È stato fondamentale dare un nome alle azioni osservate, riconoscendo la presenza di comportamenti riconducibili al fenomeno del cyberbullismo: messaggi offensivi, insulti, bodyshaming, furto di identità, denigrazione tra pari (dunque non più solo verso l’attrice, come richiesto dal contesto dello spettacolo), fino ad arrivare a forme più gravi come molestie a sfondo sessuale e istigazione al suicidio.

Tutto ciò ha offerto l’occasione per sottolineare con forza che le parole hanno conseguenze – non solo dal punto di vista penale (considerando che il compimento del quattordicesimo anno di età rende imputabili), ma, ancor prima, da quello umano.
Esiste – o dovrebbe esistere – un confine chiaro tra il diritto alla libera espressione del pensiero, anche sui social, e il dovere di rispettare la dignità e l’integrità dell’altro.
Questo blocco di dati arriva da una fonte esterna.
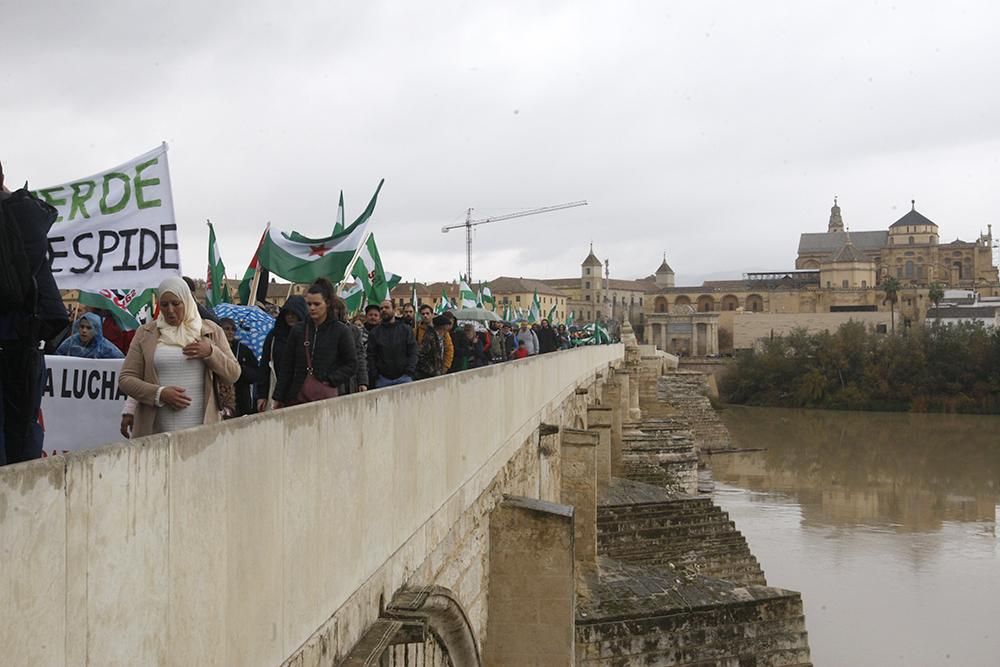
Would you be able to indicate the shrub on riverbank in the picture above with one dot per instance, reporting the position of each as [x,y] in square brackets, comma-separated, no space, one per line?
[923,369]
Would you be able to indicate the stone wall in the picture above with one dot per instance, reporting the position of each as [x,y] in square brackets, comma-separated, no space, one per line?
[274,535]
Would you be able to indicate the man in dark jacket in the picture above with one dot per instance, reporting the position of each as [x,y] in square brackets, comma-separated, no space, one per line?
[548,341]
[248,369]
[272,358]
[24,326]
[392,350]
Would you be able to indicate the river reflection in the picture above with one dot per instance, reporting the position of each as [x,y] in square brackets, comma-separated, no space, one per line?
[885,522]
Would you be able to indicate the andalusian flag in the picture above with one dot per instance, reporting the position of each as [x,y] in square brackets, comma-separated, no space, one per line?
[253,268]
[369,272]
[338,226]
[444,305]
[486,295]
[353,296]
[466,299]
[130,308]
[216,289]
[302,260]
[535,313]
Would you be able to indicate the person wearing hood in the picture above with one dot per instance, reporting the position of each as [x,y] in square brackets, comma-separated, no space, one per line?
[88,341]
[173,364]
[271,359]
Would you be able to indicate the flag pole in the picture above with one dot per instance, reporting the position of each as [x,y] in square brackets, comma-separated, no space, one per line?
[252,299]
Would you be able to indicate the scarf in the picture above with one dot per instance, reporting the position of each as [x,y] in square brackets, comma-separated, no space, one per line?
[189,330]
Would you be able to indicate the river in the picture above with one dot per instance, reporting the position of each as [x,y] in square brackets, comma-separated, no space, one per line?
[885,522]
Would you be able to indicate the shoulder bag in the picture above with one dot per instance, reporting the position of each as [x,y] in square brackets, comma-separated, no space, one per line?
[313,389]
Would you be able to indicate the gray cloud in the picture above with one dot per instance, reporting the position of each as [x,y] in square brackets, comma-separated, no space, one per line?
[716,132]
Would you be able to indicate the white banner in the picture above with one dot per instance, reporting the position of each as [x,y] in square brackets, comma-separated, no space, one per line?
[81,404]
[115,229]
È proprio in questo spazio di equilibrio, oggi sempre più fragile, che si gioca una delle sfide educative più urgenti: aiutare le nuove generazioni (e la comunità intera) a prendere consapevolezza del potere delle parole e della responsabilità che ogni atto comunicativo comporta. Un principio cardine della media education, che ci ricorda quanto sia necessario tracciare – e rispettare – un limite etico oltre il quale non spingersi.
Questo esperimento si inserisce pienamente nell’ambito del progetto ALI2 come intervento educativo volto a promuovere il benessere mentale e a contribuire alla costruzione di comunità più sane, consapevoli e capaci di empatia. A partire da questa esperienza, riteniamo fondamentale riproporre in futuro iniziative simili che valorizzino il protagonismo e la partecipazione attiva dei giovani, integrando però una fase conclusiva strutturata di riflessione e rielaborazione in piccolo gruppo.

Questi momenti sono essenziali per accompagnare i ragazzi in un percorso di consapevolezza rispetto a dinamiche relazionali disfunzionali, spesso interiorizzate o normalizzate, ma che possono – e devono – essere trasformate. Solo attraverso la comprensione del potere delle parole e delle responsabilità che ogni atto comunicativo comporta, è possibile promuovere una comunicazione più sana e rispettosa, indispensabile per il benessere psicofisico e sociale e per uno sviluppo armonico delle nuove generazioni.
Iniziative come Public Baby rappresentano quindi non solo occasioni culturali, ma strumenti concreti di prevenzione e di educazione emotiva.
Un’esperienza che ci lascia, ancora una volta, una certezza: è nella partecipazione consapevole – in teatro come nella vita – che si costruisce una comunità più attenta, empatica e viva.